Yes, the primary currency in RF:G is salvage, as everything you destroy will tend to drop some shiny metal bits which you pick up in order to buy upgrades. Overall, this seems to make Alec Mason some bizarre cross between Harold Steptoe and Rambo. Personally, I am a little confused as to how collecting any amount of metal from burnt out car chassis would allow you to fashion a fully functioning rocket launcher, but perhaps Alec Mason also did some work for the A-Team before his jaunt to Mars.

The surface of Mars is split into 6 areas which you generally progress through one at a time by destroying lots of EDF structures and lowering their control over the area, then completing a few specific missions in order to properly free it from the EDF. As you gain popularity in an area, random colonists nearby will spontaneously join the Red Faction and help you with your assault, which is a nice game element.

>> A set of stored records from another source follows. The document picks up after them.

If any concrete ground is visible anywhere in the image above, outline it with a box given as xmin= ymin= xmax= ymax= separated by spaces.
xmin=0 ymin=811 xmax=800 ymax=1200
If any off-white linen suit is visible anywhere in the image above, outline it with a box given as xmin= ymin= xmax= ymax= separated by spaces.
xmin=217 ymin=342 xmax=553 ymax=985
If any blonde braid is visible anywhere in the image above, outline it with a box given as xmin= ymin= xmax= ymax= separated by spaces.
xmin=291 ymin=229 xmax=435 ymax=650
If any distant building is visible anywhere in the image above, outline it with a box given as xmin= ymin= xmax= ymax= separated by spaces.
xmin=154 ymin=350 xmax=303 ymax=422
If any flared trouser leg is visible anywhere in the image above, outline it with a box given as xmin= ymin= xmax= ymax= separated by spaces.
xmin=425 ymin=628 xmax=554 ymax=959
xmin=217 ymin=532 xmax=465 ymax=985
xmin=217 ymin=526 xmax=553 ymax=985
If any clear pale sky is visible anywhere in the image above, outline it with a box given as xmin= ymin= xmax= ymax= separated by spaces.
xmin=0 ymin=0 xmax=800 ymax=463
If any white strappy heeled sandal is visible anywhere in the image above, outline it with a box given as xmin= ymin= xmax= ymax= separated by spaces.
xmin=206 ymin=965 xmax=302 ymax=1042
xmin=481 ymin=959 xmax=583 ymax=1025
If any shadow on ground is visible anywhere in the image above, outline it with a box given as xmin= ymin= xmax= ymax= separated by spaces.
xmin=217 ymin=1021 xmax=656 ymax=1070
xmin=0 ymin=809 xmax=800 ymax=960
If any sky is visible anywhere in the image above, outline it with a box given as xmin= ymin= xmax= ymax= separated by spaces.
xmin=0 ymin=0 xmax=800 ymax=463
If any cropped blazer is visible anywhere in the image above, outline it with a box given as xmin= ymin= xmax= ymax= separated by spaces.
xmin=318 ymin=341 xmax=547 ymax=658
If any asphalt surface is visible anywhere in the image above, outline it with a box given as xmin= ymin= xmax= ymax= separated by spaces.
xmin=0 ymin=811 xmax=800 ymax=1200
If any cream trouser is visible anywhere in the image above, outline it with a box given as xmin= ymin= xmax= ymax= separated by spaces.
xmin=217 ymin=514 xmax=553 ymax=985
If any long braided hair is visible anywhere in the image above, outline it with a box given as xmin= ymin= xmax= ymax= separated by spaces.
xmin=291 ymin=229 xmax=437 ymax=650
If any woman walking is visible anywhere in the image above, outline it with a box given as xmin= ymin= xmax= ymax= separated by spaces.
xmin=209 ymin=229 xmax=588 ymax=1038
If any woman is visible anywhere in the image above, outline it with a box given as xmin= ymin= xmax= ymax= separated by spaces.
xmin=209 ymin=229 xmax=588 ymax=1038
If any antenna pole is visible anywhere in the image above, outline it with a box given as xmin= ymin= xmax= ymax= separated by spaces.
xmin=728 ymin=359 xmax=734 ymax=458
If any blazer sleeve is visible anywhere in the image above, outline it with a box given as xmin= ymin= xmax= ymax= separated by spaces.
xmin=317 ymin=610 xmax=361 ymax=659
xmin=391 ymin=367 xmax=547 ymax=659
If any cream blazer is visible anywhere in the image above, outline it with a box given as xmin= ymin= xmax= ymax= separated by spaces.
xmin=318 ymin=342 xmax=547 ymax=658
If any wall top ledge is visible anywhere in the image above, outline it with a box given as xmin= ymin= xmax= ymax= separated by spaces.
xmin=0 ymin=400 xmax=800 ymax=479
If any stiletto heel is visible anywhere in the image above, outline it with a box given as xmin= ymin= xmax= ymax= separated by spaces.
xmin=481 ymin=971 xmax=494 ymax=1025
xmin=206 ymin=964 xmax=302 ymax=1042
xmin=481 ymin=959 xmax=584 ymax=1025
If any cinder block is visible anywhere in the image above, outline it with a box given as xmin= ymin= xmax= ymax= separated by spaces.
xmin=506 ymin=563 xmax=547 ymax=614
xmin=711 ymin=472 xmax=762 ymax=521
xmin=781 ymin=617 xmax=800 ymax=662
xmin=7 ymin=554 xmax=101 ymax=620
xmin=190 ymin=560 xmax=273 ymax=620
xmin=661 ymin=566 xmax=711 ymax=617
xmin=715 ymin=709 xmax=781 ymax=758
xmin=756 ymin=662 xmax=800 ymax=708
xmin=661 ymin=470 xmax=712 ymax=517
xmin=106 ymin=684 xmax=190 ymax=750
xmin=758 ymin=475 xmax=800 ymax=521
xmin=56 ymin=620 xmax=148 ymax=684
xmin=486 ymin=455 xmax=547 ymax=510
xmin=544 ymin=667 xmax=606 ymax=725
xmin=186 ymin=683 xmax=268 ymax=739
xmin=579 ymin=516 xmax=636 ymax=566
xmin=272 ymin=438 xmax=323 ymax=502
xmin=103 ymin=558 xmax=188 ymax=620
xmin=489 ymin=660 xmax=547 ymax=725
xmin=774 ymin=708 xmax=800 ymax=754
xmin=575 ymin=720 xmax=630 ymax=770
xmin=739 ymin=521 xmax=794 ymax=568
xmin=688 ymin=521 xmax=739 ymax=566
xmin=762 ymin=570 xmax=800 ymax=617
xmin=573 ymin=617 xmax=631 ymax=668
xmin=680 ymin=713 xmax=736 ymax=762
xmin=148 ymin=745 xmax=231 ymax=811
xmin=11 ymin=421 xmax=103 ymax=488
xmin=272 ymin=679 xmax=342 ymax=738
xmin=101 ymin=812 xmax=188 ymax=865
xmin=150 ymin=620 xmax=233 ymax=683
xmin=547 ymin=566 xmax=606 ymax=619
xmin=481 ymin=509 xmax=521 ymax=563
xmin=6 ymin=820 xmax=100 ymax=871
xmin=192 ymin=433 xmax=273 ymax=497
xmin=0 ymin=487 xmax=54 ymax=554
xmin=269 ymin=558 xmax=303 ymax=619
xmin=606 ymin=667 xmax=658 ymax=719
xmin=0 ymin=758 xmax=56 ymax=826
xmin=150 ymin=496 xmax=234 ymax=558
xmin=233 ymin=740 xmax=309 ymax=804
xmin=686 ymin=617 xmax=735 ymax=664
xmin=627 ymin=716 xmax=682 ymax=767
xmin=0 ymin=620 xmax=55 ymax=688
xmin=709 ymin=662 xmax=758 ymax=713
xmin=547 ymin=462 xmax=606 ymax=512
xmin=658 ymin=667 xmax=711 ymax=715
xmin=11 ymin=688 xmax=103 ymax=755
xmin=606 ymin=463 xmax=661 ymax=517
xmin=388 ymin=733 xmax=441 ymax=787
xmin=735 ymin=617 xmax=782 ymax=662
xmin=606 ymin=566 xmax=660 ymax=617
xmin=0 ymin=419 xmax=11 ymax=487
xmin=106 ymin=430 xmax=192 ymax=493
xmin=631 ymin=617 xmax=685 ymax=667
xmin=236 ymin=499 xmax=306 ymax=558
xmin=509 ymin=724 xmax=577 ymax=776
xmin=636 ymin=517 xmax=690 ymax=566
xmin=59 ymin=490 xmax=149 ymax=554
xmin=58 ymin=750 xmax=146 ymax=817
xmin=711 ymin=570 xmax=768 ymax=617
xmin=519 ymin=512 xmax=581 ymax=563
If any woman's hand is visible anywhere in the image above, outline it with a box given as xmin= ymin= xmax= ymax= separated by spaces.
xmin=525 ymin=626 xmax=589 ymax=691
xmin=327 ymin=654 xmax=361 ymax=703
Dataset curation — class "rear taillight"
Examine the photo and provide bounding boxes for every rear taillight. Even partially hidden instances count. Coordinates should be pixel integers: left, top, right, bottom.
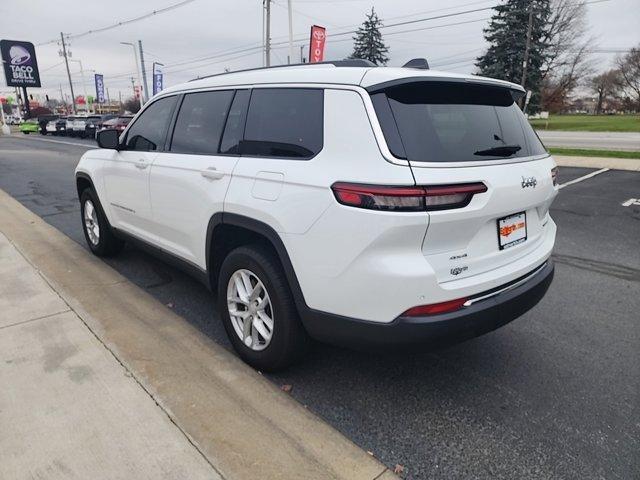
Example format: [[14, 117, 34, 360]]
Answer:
[[400, 298, 469, 317], [331, 182, 487, 212]]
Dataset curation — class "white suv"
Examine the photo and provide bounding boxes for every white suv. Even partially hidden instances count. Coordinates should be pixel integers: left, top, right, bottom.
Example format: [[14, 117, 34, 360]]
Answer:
[[76, 61, 557, 370]]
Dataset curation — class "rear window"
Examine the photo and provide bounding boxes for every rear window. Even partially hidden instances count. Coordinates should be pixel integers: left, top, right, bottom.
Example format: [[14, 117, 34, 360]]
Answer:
[[372, 82, 546, 162]]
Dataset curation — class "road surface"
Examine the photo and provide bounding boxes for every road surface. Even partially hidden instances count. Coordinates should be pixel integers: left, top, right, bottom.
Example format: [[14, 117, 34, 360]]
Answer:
[[0, 135, 640, 480], [536, 130, 640, 152]]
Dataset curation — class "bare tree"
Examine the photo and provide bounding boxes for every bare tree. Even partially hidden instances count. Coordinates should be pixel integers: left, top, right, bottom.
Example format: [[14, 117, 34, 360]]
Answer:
[[616, 46, 640, 108], [542, 0, 594, 112], [588, 69, 622, 115]]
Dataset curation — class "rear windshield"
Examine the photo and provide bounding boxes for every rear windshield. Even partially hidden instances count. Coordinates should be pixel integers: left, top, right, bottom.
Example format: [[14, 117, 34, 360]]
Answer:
[[371, 82, 546, 162]]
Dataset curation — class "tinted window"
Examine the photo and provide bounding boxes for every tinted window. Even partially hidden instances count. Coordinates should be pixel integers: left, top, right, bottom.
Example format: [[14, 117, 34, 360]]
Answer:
[[240, 88, 324, 158], [126, 96, 176, 151], [374, 82, 545, 162], [171, 90, 233, 155], [220, 90, 249, 154]]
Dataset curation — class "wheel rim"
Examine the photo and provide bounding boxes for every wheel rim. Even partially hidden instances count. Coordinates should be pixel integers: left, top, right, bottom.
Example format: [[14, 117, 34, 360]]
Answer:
[[84, 200, 100, 245], [227, 269, 274, 351]]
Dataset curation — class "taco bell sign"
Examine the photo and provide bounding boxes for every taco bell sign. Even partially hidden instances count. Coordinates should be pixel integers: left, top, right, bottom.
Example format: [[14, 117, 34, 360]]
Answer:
[[0, 40, 40, 87], [309, 25, 327, 63], [95, 73, 104, 103]]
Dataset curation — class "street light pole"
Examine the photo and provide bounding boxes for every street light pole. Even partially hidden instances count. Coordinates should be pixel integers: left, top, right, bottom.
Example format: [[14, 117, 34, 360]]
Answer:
[[287, 0, 293, 63], [138, 40, 149, 102], [60, 32, 78, 115], [264, 0, 271, 67], [120, 42, 144, 109]]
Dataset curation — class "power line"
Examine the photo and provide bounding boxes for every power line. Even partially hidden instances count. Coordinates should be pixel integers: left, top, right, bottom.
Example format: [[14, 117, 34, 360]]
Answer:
[[37, 0, 195, 46], [58, 0, 611, 85]]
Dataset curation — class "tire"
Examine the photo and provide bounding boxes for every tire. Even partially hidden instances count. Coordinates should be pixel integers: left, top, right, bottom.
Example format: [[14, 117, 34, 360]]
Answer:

I may have missed the plot due to some sound issues (run it in stereo if you have issues with surround sound), but it's never made exactly clear why exactly the EDF are quite so evil: even Thatcher never sent heavily armed death squads after the miner's union (which is effectively what the Red Faction is).

Happily, unlike many similar games recently, the developers actually remembered to put some game into the game rather than just develop a nice engine and environment and then tack on 3 mission types (cf. Assassin's Creed, Far Cry 2). There are a good number of mission types in RF:G, and the large number of different tactics you can use mean that the missions stay interesting right until the end.

In fact, I would have to state that RF:G probably has the best dynamic battles I've ever seen in any game. Even with the heaviest armour you're not *that* hard, possibly because the aforesaid armour was cobbled together from the door panels of a broken-down Volvo, so you have to be very careful not to be overwhelmed and try to find a few seconds to hide where your health can regenerate (every game protagonist is now also Wolverine, needing only a ten-second breather to recover from multiple shotgun wounds to the chest). For example, running through a glass covered walkway as APCs spray it with bullets from the outside is amazing, especially as the structure may then start to collapse behind you. Or, you could put some sticky bombs around either end of the walkway, lure some EDF troopers into it and then bring it down behind you to escape. Similarly, you could run into a building that you're assaulting, run up the stairs laying charges and shooting anyone who gets in your way, then smash through the top window and jetpack away (yes, you get a jetpack later on), bringing the entire building down on the rest of the troopers who had been chasing you and leaving you with a strong need to change your trousers.

The demolition physics (built from the Havok engine) are generally great: there are a few occasions when an entire building ends up being supported by a matchstick on one wall, but these don't occur too often. You'll spend much more time with your jaw in firm contact with the ground.

As an aside, one amusing thing I did notice while playing the game was the "Magic Taxi" phenomenon. Now, from a design point of view it makes complete sense: if the player has been wandering around on foot for ages not doing much, then have a vehicle spawn and drive to them so that they can get to their next objective faster and stop them getting bored. When you're at road level this seems perfectly natural and works fine. However, there was a point where I was exploring some of the highest mountains for secrets, and the general peace was interrupted every few minutes by the roar of an engine as a car came popping over the top of a near vertical inline and then stopped nearby, with the occupant apparently getting out for a bracing picnic by his Amazing Gravity Defying Car. It took this happening a few times in order for me to realise what the hell was going on.

Also, yes, I was slightly ashamed of myself when I started using the car bomb tactic of covering my vehicle in charges, then driving it into my next target and quickly running away before detonating it. At least there weren't any air units you could fly.